As documented in James Walsh’s book, “True Odds,” deaths from AIDS in the United States were about 28,000 in 1990 and 30,000 in 1991. By comparison, about 500,000 people in the United States die from cancer every year. And in all of 1995 there were only four commercial plane accidents, and only one, in South America, involved a major carrier. And those four accidents were a result of 11.4 million scheduled departures. (Read our essay on putting AIDS in proper historical perspective for more information.) And in some years, there are no deaths in the United States from commercial airline accidents.

Of course, one might argue that the very rarity of certain types of disaster, such as plane crashes, makes them more noteworthy. But let’s look at Professor Bennett’s analysis of articles-per-thousand U.S. deaths to determine just how skewed the media coverage really is:

  • For every 50,000 deaths from cancer there was one New York Times front page article about cancer.
  • For every 34,000 deaths from suicide there was one front page article about suicide.
  • For every 13,000 deaths from automobile accidents there was one article.
  • For every 5,900 homicides there was one article.
  • For every 4,400 deaths from AIDS there was one article.
  • The real whopper — for every seven deaths from airline accidents, there was one article.

Thus, if you died in a plane crash the event of your death was more than 7,000 times as likely to make the front page of The New York Times than if the cause of your death was cancer.
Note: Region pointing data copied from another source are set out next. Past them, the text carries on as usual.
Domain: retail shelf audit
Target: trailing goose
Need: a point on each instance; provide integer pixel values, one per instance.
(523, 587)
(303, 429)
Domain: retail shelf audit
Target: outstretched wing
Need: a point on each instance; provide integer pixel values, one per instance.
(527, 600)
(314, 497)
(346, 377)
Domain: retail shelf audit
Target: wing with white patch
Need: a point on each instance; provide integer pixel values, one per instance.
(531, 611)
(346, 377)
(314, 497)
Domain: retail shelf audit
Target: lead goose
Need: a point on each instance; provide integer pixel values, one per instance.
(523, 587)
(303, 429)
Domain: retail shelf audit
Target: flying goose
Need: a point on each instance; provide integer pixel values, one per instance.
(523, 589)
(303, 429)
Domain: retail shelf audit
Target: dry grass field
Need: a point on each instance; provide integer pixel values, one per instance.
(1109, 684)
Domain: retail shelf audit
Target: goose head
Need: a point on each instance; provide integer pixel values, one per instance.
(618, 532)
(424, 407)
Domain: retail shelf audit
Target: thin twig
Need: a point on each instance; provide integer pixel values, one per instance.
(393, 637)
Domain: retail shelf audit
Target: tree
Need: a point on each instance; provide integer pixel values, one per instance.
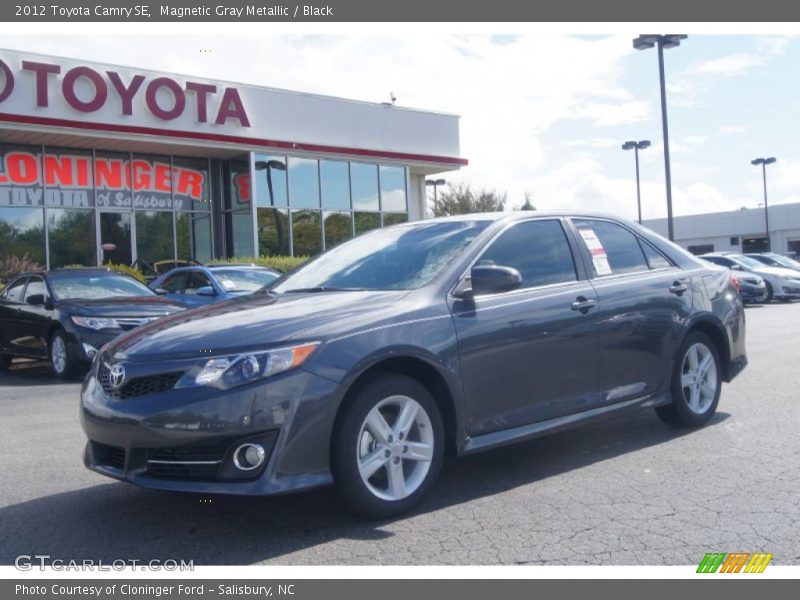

And while a fatal automobile accident is no less gory or sudden than a plane crash, the latter results in 2,000 times more prominent media coverage, per fatality, than the former.

So if you are afraid of flying, take consolation: You are in little real danger, but, in the unlikely event that something happens, at least you’ll make the front page of The New York Times. Or to paraphrase an old saying, “Unlucky in the air, lucky in the news.”